According to schmidt decomposition any pure state belonging to a composite system $AB$ can be written as $|\psi\rangle = \sum_i \lambda_i |i_A\rangle |i_B\rangle$ where $\lambda_i$ are non negative real numbers and $|i_A\rangle |$ and $|i_B\rangle$ are orthonormal basis for system $A$ and $B$ respectively. But in an exercise ( exercise 2.77 ) of Nielsen and Chuang it asks to show an example for a composite system $ABC$ where the pure state belonging to it cannot be written as $|\psi\rangle = \sum_i \lambda_i |i_A\rangle |i_B\rangle |i_C\rangle$. If I am not wrong then $\frac{1}{\sqrt{2}}(|000\rangle+|011\rangle)$ is one such example. But is there any physical significance behind it that schmidt decomposition holds for two component composite system only or is it just a mathematical result ? And is the absence of schmidt decomposition for higher component composite systems related to concept of entanglement ?
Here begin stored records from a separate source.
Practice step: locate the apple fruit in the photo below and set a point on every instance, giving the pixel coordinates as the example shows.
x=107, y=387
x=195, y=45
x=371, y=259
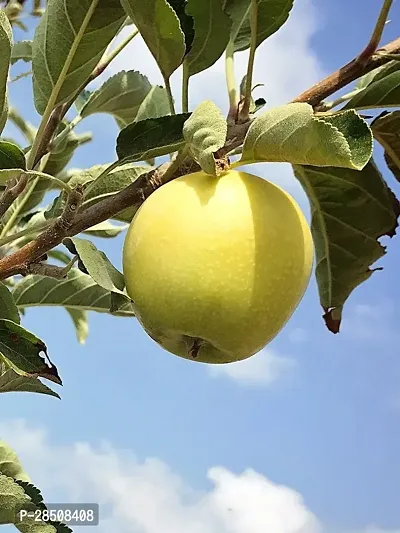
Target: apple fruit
x=216, y=266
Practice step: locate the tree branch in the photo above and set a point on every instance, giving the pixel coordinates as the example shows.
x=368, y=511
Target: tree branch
x=347, y=74
x=71, y=223
x=34, y=251
x=11, y=192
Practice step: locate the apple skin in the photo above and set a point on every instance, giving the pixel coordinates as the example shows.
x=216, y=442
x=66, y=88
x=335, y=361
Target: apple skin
x=216, y=266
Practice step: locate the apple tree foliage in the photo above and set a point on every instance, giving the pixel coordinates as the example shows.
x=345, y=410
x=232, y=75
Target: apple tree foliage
x=47, y=257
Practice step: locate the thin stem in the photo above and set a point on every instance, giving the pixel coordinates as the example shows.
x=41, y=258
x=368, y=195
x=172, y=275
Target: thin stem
x=170, y=96
x=25, y=128
x=396, y=57
x=24, y=233
x=176, y=163
x=231, y=81
x=347, y=74
x=340, y=100
x=66, y=131
x=376, y=37
x=185, y=87
x=18, y=208
x=244, y=113
x=69, y=265
x=56, y=90
x=62, y=184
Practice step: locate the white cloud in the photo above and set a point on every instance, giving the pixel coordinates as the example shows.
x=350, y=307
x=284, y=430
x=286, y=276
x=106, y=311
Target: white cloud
x=148, y=497
x=142, y=497
x=285, y=63
x=263, y=368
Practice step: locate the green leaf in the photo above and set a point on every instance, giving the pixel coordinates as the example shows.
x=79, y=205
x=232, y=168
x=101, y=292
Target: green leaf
x=205, y=132
x=77, y=291
x=80, y=320
x=212, y=33
x=10, y=465
x=293, y=134
x=351, y=210
x=95, y=263
x=8, y=308
x=159, y=26
x=154, y=105
x=105, y=185
x=186, y=22
x=11, y=156
x=5, y=58
x=380, y=89
x=121, y=96
x=62, y=155
x=10, y=381
x=16, y=495
x=152, y=137
x=69, y=43
x=30, y=524
x=271, y=15
x=21, y=50
x=106, y=230
x=12, y=498
x=386, y=129
x=83, y=97
x=21, y=350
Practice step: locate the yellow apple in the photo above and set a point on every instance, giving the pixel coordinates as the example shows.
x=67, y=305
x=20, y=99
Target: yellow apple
x=216, y=266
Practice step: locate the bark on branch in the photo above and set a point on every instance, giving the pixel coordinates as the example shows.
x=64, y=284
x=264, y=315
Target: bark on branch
x=71, y=223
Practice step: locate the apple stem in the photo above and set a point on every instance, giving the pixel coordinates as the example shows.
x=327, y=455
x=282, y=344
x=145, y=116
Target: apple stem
x=195, y=348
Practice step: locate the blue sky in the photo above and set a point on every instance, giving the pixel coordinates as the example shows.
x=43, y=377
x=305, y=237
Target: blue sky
x=316, y=413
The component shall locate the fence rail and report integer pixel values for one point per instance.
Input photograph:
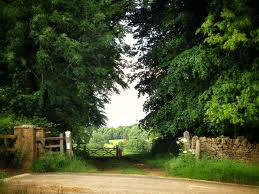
(6, 146)
(105, 151)
(51, 146)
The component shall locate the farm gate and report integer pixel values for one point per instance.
(31, 142)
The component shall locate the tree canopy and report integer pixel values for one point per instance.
(202, 58)
(61, 59)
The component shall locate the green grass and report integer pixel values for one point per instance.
(117, 166)
(187, 166)
(61, 163)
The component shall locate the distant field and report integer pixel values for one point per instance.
(112, 143)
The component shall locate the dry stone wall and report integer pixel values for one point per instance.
(226, 148)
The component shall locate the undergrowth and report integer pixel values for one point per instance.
(185, 165)
(53, 162)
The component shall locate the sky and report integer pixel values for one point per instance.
(125, 108)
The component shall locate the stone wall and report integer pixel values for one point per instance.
(224, 147)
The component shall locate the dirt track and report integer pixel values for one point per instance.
(100, 183)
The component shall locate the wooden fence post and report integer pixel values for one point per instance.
(61, 143)
(68, 143)
(26, 142)
(198, 149)
(186, 136)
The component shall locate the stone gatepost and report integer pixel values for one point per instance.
(40, 140)
(186, 136)
(26, 143)
(69, 150)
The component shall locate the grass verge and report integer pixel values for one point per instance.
(53, 162)
(186, 166)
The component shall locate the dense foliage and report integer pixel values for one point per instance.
(202, 61)
(60, 59)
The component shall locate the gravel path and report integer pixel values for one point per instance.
(101, 183)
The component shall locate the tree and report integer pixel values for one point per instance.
(60, 60)
(203, 66)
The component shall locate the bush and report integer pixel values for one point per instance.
(10, 159)
(53, 162)
(50, 162)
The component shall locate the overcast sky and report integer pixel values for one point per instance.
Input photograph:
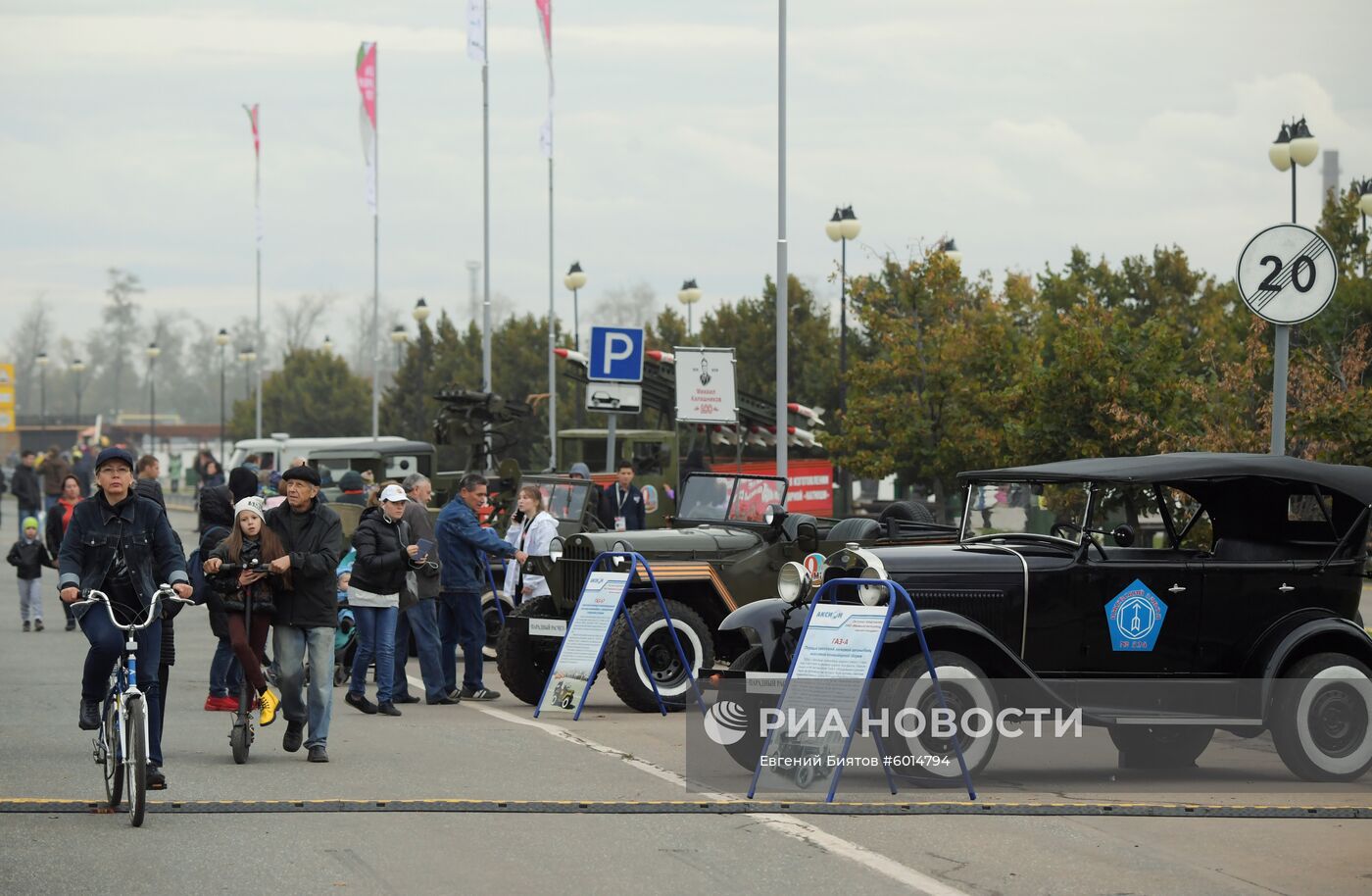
(1018, 127)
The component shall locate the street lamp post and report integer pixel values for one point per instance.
(841, 228)
(689, 295)
(398, 338)
(78, 368)
(1364, 188)
(573, 280)
(1294, 146)
(153, 352)
(221, 339)
(43, 393)
(246, 357)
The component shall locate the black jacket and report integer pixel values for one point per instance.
(24, 487)
(381, 560)
(226, 586)
(421, 525)
(633, 508)
(30, 557)
(313, 541)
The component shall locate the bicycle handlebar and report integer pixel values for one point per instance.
(95, 596)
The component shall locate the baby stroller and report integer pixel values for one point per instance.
(345, 637)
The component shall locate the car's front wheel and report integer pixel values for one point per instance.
(1159, 745)
(1319, 718)
(911, 703)
(624, 667)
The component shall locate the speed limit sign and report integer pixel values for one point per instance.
(1287, 274)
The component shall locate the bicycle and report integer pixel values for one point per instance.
(121, 745)
(243, 733)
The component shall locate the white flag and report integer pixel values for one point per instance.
(476, 30)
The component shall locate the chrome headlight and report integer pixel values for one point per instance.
(793, 582)
(871, 594)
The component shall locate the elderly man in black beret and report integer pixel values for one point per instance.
(306, 612)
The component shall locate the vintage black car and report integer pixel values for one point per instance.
(1238, 571)
(726, 545)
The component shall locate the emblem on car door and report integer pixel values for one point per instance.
(1135, 618)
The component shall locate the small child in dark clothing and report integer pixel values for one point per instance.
(29, 555)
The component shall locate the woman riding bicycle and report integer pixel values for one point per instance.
(122, 545)
(249, 542)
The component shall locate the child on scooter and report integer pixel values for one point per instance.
(250, 543)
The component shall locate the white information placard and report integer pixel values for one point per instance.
(585, 641)
(706, 384)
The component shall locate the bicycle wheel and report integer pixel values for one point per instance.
(136, 728)
(113, 758)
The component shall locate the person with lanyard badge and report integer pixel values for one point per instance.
(531, 531)
(122, 545)
(621, 504)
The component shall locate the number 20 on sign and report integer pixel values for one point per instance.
(1287, 274)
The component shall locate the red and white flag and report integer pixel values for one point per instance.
(257, 153)
(545, 25)
(367, 117)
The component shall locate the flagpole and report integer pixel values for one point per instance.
(260, 350)
(376, 249)
(486, 226)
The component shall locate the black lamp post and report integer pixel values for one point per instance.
(43, 393)
(573, 280)
(78, 368)
(153, 352)
(689, 295)
(221, 339)
(1364, 188)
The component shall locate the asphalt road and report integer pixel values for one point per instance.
(500, 752)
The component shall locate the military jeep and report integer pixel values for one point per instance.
(723, 549)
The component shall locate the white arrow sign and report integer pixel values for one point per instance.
(1287, 274)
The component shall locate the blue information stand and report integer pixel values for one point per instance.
(894, 590)
(616, 559)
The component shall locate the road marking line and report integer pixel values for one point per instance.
(785, 824)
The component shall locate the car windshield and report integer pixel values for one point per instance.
(1024, 507)
(733, 498)
(565, 501)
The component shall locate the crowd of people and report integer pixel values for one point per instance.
(271, 566)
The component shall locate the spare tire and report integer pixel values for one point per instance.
(906, 512)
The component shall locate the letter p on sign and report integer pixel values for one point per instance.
(616, 354)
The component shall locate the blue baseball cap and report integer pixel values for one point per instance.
(114, 454)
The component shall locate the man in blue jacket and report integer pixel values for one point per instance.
(462, 548)
(122, 545)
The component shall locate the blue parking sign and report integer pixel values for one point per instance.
(616, 354)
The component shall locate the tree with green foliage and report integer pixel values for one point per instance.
(313, 395)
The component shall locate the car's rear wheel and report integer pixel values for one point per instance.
(1319, 718)
(1159, 745)
(624, 667)
(525, 660)
(964, 687)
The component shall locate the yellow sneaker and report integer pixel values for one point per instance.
(267, 714)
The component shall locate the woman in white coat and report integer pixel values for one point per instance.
(531, 531)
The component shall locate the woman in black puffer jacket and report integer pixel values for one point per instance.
(383, 557)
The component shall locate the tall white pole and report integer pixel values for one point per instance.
(261, 349)
(376, 263)
(782, 284)
(486, 224)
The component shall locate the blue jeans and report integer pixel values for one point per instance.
(422, 621)
(106, 642)
(290, 645)
(225, 672)
(374, 642)
(460, 623)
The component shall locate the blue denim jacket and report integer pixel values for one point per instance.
(463, 546)
(96, 529)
• The state $|0\rangle|0\rangle|+\rangle$ is patently in that form. You also presumably mean Nielsen instead of Neilson or Neilsen. – Emilio Pisanty May 9 '15 at 12:43
• @EmilioPisanty yeah. can't think of an example that fits it. will find one and edit the answer to include it. – sashas May 9 '15 at 12:45
• @EmilioPisanty I corrected the typo and included a different example I hope it is correct . – sashas May 9 '15 at 12:48
• Note the typo is still present (it's Nielsen, not Neilsen). Your new example is hardly new - it's exactly the same up to relabelling of the qubits. – Emilio Pisanty May 9 '15 at 12:50
• @EmilioPisanty sorry about that I corrected the typo will think and put up an example that satisfies the constraints. – sashas May 9 '15 at 12:54

This is a mathematical result. The Schmidt decomposition tells you that there are bases for two parties $A$ and $B$ such that
$$\sum_{ij} \lambda_{ij} |i_{A}\rangle |j_{B}\rangle = \sum_k \nu_k |\tilde{k}_A\rangle |\tilde{k}_B\rangle$$
with some orthonormal bases $|i_A\rangle,|\tilde{i}_A\rangle, |i_B\rangle, |\tilde{i}_B\rangle$. If you compare the two sides and consider the fact that orthonormal bases are related by a unitary matrix, this will lead you to the singular value decomposition. This means that the Schmidt decomposition is a (rather trivial) corollary to the singular value decomposition.
What are the physical consequences? Well, in a sense, this will have consequences almost everywhere where we use the Schmidt decomposition. One very striking example is pure state LOCC-interconvertibility. In other words: Let $|\psi\rangle$ and $|\phi\rangle$ be two bipartite pure states. Can we find a transformations with local operations and classical communication from $|\psi\rangle$ to $|\phi\rangle$? In the bipartite case, we can if and only if the Schmidt coefficients of $|\phi\rangle$ majorize those of $|\psi\rangle$. This was already proven in the last millenium (arXiv).